Tu as été mon premier vrai chagrin, celui qui laisse une blessure ouverte, et qui fait que, 34 ans après ton départ, je pense toujours à toi… Même s’il y en a eu d’autres après toi mais plus dans l’âge de « l’ordre des choses », toi qui m’avait permis de me préparer à d’autres chagrins. Et tu es dans la seule tombe que j’évite de regarder, parce que je sais que si je pose mes yeux dessus, forcément, ils se remettront à pleurer, comme il y a 34 ans, comme hier… Sans penser que sous la dalle, Mrs Tricot t’a rejoint comme elle l’a espéré et souhaité, de ta mort à la sienne 13 ans plus tard.

Mon premier vrai chagrin, qui m’a fait comprendre que j’en vivrais bien d’autres… C’est toi…

Et cela sera toujours toi… Parce qu’on ne peut pas revenir en arrière, ni changer l’ordre des choses…

0 réponse sur “Le premier vrai chagrin…”

  1. Gluurp……c’est dur.
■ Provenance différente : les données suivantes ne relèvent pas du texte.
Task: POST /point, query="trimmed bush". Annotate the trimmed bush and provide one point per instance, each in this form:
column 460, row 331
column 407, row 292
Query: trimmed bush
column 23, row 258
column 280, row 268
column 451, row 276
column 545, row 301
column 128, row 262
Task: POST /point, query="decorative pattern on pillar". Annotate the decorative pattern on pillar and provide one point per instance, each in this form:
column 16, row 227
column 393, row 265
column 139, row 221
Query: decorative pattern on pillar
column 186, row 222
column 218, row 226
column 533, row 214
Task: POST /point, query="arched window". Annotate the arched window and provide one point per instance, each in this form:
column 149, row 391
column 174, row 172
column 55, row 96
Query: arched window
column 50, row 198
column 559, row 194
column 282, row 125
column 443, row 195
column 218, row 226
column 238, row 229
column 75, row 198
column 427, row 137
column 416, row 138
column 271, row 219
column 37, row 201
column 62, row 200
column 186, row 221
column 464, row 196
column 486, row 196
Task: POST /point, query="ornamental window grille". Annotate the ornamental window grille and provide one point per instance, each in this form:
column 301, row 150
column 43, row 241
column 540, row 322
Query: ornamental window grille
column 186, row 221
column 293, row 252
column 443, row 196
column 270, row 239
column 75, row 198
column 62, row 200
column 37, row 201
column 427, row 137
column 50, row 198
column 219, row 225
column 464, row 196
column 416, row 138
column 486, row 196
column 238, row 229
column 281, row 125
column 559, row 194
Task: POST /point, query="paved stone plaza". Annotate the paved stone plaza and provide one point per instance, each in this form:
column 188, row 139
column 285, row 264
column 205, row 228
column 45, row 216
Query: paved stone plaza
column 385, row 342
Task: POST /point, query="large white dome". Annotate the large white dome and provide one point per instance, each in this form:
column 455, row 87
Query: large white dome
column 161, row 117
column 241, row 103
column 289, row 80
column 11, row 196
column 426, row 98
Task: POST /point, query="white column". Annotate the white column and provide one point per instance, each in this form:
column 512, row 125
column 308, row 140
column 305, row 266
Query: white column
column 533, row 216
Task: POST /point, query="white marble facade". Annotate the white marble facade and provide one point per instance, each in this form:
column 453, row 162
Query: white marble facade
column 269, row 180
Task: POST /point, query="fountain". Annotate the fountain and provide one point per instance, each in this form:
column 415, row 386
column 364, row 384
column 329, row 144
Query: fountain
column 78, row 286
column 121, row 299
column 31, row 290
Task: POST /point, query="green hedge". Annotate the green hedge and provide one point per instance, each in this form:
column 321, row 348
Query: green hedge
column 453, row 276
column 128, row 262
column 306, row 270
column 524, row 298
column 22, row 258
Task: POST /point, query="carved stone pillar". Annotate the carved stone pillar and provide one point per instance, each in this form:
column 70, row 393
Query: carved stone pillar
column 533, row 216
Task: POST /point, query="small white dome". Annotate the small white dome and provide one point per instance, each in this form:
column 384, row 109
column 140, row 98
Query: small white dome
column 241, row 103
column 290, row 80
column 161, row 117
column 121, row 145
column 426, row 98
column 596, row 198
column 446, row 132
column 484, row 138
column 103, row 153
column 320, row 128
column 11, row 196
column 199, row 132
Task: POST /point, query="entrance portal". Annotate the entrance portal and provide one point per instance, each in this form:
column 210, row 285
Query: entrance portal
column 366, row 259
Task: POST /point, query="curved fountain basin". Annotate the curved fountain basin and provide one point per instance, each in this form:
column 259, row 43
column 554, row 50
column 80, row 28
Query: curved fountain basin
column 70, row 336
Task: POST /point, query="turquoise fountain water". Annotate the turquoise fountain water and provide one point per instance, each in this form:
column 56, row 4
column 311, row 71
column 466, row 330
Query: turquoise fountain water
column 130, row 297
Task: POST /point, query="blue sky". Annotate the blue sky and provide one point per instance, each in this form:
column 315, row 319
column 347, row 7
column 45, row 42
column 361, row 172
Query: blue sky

Il y a des départs, comme ça, même après des dizaines d’années le premier chagrin est toujours tapi, aussi vif, prêt à ressurgir même si, à force, on arrive à mettre « relativement » en place des situations d’évitement.
    Non le temps n’atténue pas forcément cette douleur là et tu l’as très bien décrit.

    1. Je n’ai trouvé une certaine sérénité le concernant que quand j’ai perdu ma dernière grand-mère, en me disant que de toutes façons, il n’aurait plus été là non plus (vu l’âge qu’il aurait eu…).

  2. Un texte fort en émotion qui ne peut que nous laisser sans mots, malheureusements pas sans maux ! De dur moments de la vie, que l’on vie tous malheureusement, beaucoup trop souvent même !

    1. Je suis heureuse quand ma propre peine en touche d’autres. Je ne me sens pas seule, et je me rends compte que nous sommes nombreux à vivre des deuils, des joies, que nous ne savons pas toujours partager.
      Je te remercie de ta fidélité… C’est un mot qui mérite son post.